Senso di colpa, stress post-traumatico e gioco d’azzardo, questi gli elementi che costringono il misterioso William Tell (Oscar Isaac) a sopravvivere valutando ogni rischio del resto della sua vita. Eppure non ci serve nessun calcolo delle probabilità per indovinare la grandezza di “The Card Counter”, film presentato in concorso alla 78° Mostra del Cinema di Venezia prodotto da Martin Scorsese e diretto dal Maestro Paul Schrader.
Attraverso la vuotezza di tormentate esistenze umane, il regista e sceneggiatore all’apice della Nuova Hollywood ripercorre la sua poetica da “Taxi Driver” a “First Reformed”, ultima opera presentata in concorso a Venezia 74°, con un film dal grande impatto visivo, psicologico e politico.

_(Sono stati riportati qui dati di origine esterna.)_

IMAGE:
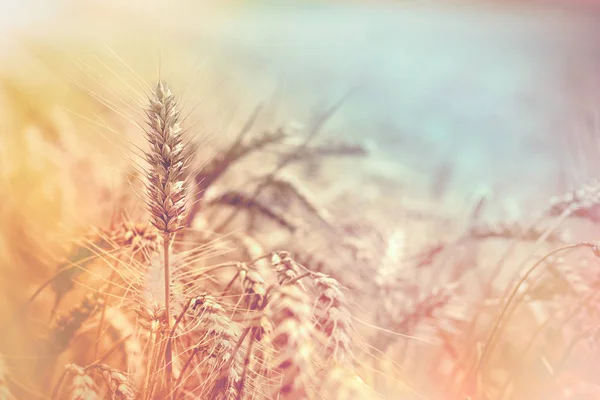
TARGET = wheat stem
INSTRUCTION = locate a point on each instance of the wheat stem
(169, 349)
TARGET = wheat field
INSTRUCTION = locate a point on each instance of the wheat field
(176, 225)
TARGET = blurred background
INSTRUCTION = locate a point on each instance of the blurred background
(451, 100)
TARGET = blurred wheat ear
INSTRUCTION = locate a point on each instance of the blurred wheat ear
(166, 187)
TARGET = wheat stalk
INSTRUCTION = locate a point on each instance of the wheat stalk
(166, 186)
(293, 337)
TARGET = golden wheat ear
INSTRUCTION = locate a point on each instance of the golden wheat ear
(166, 184)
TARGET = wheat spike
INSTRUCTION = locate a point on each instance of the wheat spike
(82, 386)
(292, 336)
(333, 318)
(166, 185)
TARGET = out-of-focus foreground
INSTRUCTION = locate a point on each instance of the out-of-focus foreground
(328, 203)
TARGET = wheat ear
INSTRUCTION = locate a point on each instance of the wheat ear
(166, 184)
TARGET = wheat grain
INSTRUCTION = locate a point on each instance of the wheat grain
(292, 336)
(166, 158)
(333, 318)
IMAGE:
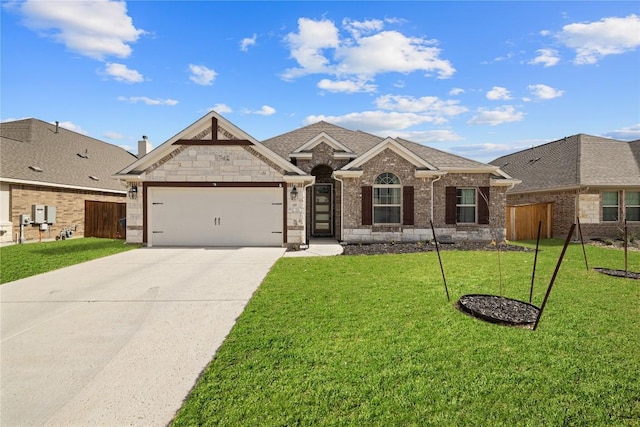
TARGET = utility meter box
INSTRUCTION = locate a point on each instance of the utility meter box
(37, 214)
(50, 214)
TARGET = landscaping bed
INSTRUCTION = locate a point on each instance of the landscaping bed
(413, 247)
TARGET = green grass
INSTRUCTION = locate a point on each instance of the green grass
(372, 341)
(20, 261)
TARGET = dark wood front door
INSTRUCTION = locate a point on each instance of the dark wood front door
(322, 210)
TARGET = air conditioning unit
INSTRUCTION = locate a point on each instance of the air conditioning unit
(25, 219)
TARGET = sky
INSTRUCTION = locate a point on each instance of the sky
(478, 79)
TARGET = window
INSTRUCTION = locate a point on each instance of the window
(610, 206)
(632, 203)
(466, 205)
(387, 199)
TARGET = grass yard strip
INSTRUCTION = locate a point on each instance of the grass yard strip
(29, 259)
(372, 340)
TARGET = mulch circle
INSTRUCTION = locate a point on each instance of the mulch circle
(618, 273)
(500, 310)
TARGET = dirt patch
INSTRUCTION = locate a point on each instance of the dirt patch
(406, 248)
(499, 310)
(618, 273)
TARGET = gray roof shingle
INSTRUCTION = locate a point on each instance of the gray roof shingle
(360, 142)
(66, 158)
(575, 161)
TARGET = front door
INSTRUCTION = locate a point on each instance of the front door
(322, 210)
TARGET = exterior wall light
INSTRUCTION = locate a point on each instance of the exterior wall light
(133, 191)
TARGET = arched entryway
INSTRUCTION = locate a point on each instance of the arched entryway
(322, 209)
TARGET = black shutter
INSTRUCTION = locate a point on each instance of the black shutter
(367, 205)
(483, 205)
(407, 206)
(450, 205)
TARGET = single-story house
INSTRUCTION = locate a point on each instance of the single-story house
(212, 184)
(51, 176)
(591, 179)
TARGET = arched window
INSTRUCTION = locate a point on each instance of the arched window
(387, 199)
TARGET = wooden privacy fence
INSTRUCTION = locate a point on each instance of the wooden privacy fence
(522, 221)
(102, 219)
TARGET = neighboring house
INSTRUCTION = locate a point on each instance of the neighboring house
(591, 178)
(50, 173)
(213, 184)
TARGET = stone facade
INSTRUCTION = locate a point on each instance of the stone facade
(587, 203)
(69, 206)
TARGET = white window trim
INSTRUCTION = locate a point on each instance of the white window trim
(617, 206)
(626, 206)
(373, 200)
(475, 206)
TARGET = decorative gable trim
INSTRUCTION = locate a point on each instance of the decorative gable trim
(319, 139)
(393, 145)
(195, 134)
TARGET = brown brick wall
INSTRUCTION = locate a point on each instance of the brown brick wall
(69, 208)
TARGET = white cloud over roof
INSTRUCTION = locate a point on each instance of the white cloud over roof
(96, 29)
(592, 41)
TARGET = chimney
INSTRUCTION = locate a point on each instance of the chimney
(144, 146)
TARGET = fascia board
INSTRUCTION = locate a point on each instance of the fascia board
(70, 187)
(320, 138)
(397, 148)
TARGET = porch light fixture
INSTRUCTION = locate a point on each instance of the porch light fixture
(133, 191)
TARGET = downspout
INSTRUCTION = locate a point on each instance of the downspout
(437, 179)
(341, 205)
(304, 223)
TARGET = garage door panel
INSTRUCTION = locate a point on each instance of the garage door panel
(244, 216)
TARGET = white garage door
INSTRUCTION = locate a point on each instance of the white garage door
(195, 216)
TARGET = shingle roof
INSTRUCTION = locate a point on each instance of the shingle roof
(360, 142)
(66, 158)
(575, 161)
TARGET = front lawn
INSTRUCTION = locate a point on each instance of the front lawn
(29, 259)
(372, 341)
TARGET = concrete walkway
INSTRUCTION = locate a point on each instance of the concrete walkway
(318, 247)
(120, 341)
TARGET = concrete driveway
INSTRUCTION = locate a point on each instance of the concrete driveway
(120, 340)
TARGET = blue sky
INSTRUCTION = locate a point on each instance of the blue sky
(478, 79)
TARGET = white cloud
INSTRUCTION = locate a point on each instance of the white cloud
(546, 57)
(121, 73)
(504, 114)
(363, 57)
(113, 135)
(264, 111)
(307, 46)
(92, 28)
(201, 75)
(221, 108)
(498, 93)
(73, 127)
(147, 101)
(630, 133)
(432, 106)
(247, 42)
(373, 121)
(391, 51)
(357, 28)
(541, 91)
(593, 41)
(346, 86)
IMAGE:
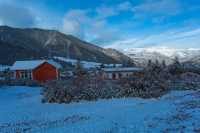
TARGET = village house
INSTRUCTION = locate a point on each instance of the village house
(121, 72)
(38, 70)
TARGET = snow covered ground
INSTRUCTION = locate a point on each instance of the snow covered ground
(21, 111)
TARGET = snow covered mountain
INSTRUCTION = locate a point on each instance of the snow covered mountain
(142, 55)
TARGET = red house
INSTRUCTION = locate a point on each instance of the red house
(39, 70)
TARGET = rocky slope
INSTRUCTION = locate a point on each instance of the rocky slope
(19, 44)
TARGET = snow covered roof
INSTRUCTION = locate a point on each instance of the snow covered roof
(123, 69)
(32, 64)
(86, 64)
(3, 68)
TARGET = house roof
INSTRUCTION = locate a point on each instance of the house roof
(3, 68)
(32, 64)
(123, 69)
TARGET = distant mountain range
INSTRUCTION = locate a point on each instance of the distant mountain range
(142, 55)
(33, 43)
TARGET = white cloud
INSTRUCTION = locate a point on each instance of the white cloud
(157, 10)
(16, 16)
(178, 39)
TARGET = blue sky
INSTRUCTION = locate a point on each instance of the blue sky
(120, 24)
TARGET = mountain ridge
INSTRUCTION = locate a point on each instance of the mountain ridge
(42, 43)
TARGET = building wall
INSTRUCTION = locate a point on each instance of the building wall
(45, 72)
(118, 75)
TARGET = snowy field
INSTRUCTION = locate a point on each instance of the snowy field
(21, 111)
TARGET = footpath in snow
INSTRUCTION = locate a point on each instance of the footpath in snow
(21, 111)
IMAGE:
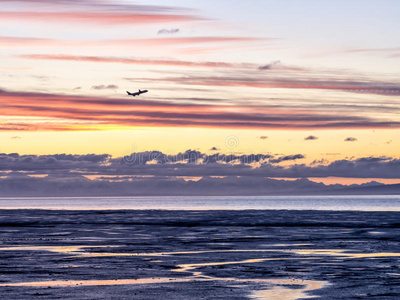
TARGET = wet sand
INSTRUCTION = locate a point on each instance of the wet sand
(155, 254)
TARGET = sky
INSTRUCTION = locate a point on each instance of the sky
(258, 90)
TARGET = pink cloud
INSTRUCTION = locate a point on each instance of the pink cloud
(95, 17)
(83, 113)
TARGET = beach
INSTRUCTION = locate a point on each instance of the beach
(217, 254)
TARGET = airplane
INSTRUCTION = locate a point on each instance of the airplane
(137, 93)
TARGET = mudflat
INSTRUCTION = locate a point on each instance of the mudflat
(169, 254)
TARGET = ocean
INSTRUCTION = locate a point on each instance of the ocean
(324, 203)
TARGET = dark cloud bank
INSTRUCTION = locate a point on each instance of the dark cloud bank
(155, 173)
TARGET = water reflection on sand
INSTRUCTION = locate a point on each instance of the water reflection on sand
(268, 288)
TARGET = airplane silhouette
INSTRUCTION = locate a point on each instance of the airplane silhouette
(137, 93)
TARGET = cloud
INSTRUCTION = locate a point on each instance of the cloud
(97, 12)
(155, 173)
(287, 158)
(350, 139)
(71, 112)
(311, 138)
(291, 82)
(105, 87)
(269, 66)
(168, 31)
(137, 61)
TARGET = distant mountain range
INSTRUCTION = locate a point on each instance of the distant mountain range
(167, 186)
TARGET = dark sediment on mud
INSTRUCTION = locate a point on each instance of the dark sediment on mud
(199, 254)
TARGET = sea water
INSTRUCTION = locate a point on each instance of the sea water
(339, 203)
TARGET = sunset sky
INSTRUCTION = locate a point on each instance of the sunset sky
(310, 85)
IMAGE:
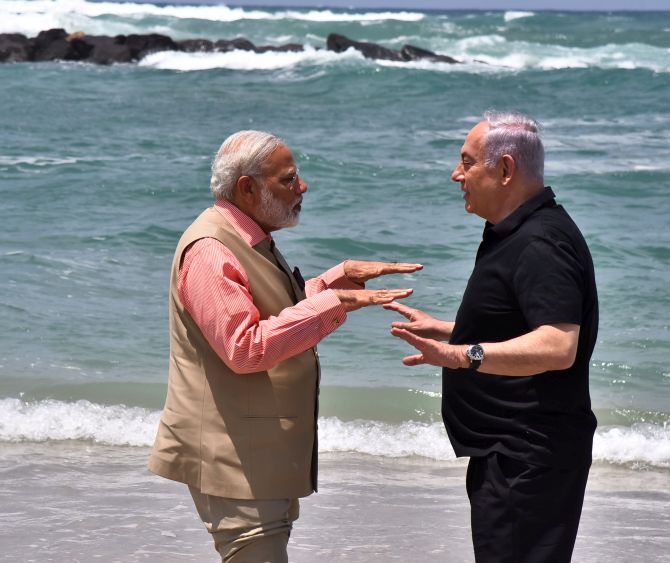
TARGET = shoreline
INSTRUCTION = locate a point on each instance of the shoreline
(79, 502)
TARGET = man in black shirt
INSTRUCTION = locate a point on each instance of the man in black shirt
(516, 359)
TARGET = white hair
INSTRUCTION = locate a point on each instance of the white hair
(517, 135)
(241, 154)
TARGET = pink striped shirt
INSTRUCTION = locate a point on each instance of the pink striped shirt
(214, 289)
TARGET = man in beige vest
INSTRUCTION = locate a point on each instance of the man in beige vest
(239, 424)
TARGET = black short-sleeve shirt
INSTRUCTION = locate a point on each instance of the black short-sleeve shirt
(533, 268)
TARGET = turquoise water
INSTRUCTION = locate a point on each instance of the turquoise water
(101, 169)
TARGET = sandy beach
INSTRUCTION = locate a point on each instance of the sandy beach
(69, 502)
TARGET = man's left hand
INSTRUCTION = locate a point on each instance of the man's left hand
(360, 271)
(432, 352)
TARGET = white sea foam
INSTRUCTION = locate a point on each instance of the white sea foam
(244, 60)
(118, 425)
(513, 15)
(24, 16)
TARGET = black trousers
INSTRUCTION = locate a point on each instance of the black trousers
(523, 513)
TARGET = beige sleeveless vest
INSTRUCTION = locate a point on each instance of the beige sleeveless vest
(245, 436)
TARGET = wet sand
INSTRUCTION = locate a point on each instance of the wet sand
(71, 502)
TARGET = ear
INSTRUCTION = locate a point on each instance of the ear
(508, 169)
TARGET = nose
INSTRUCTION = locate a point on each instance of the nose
(457, 174)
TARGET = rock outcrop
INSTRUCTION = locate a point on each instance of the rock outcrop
(58, 45)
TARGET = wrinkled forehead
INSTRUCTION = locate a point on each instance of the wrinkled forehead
(476, 138)
(279, 160)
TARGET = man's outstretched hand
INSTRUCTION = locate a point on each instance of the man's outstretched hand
(353, 299)
(360, 271)
(420, 323)
(431, 351)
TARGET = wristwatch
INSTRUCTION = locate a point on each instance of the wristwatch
(476, 354)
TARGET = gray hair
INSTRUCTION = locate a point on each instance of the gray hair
(517, 135)
(241, 154)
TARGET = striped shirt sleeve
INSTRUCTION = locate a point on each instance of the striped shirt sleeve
(214, 289)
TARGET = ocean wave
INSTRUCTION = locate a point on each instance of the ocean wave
(514, 15)
(31, 16)
(641, 444)
(244, 60)
(471, 51)
(38, 161)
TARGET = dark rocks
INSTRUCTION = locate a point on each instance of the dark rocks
(107, 50)
(288, 48)
(195, 45)
(58, 45)
(340, 43)
(142, 45)
(15, 48)
(412, 53)
(239, 43)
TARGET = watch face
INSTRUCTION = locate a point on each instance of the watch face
(476, 352)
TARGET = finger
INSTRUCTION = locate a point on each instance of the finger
(416, 360)
(404, 310)
(404, 326)
(409, 337)
(398, 268)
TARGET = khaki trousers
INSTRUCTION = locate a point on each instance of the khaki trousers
(248, 531)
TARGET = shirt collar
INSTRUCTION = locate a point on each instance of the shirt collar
(250, 231)
(518, 216)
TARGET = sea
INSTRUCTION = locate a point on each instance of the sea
(103, 167)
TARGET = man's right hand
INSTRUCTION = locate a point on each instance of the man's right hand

Non solo la suggestiva colonna sonora firmata dal chitarrista Robert Levon Been e da Giancarlo Vulcano, ma anche la straordinaria performance di Oscar Isaac, attore protagonista della Mostra del Cinema di Venezia 78°. Rivediamo l’interprete anche in “Dune” di Denis Villeneuve, e nell’unica serie tv presentata alla Mostra “Scene da un matrimonio”, remake firmato dal regista israeliano Hagai Levi dall’omonima opera di Ingmar Bergman.
Ottima anche l’interpretazione di Willem Dafoe (The Lighthouse, Van Gogh – sulla soglia dell’eternità), dell’attrice e comica Tiffany Haddish (Amiche in affari, New Girl) e della giovane rivelazione Tye Sheridan, Palma d’oro a soli quindici anni con The Tree of Life di Terrence Malick.

Con uno sguardo glaciale, ipnotico e a tratti allucinato, Isaac si insinua nei panni del giocatore di carte professionista, nonché ex-militare William Tell. Lo ritroviamo dopo aver scontato alcuni anni di prigione per aver partecipato alle torture di Abu Ghraib, mentre adesso trascorre la vita nell’ombra diviso tra rituali ossessivi e anonimi giochi d’azzardo.
Non solo quindi il tema psichico ma anche quello politico, mai attuale come oggi in un ritratto della società contemporanea dove, secondo Schrader, non esiste più il minimo senso di responsabilità. Esplode così il bisogno di redimersi, disperata necessità di riscatto che Tell ripone in due nuove figure della sua vita.
Da una parte l’attraente La Linda (Tiffany Haddish) pronta a finanziare il gioco a poker per condividerne successo e amore. Mentre dall’altra c’è Cirk (Tye Sheriden), giovane che desidera vendicare il padre, anche lui nell’esercito con Tell sotto la supervisione del maggiore John Gordo (Willem Dafoe), nemico in comune.
Procede quindi a ritmo serrato il passaggio dall’anonimato al successo, condizione che smette di proteggere Will dal passato e che lo rigurgita fuori quell’ambiente asettico nel quale non erano contemplati sogni e legami umani.

Ma cosa succedeva davvero in quelle prigioni in Iraq? Un distorto flashback fotografato da Alexander Dynan ci trascina in soggettiva all’interno di quelle spaventose celle. La musica si fa assordante mentre assumiamo la stessa percezione visiva degli incubi di Tell. Adesso siamo come lui, in qualche modo complici e vittime delle conseguenze delle azioni militari. Per liberarcene, tuttavia, non possiamo contare su nessun altro, e questo Will lo capisce troppo tardi.
Il conto delle carte lo puoi fare solo su te stesso, ma che probabilità hai di salvarti ora che hai macchiato la tua coscienza con azioni imperdonabili? Nessuna, perché se è vero che la mente può dimenticare, “il corpo ricorda, incamera tutto”. Segue così l’ultima intima scena dove Tell appare di nuovo a suo agio e impassibile, consapevole di trovarsi nel posto giusto: la sua prigione mentale.
E mentre ci chiediamo se mai quelle due mani sullo sfondo torneranno a sfiorarsi davvero, il controllo della narrazione è preso dal brano “Mercy Of Man” che scandisce gli ultimi istanti de “Il collezionista di carte”. Il viaggio sta per conlcudersi, mentre salutiamo le ipnotiche luci di Atlantic City oscurate adesso dalla calma apparente di un’inguaribile solitudine esistenziale.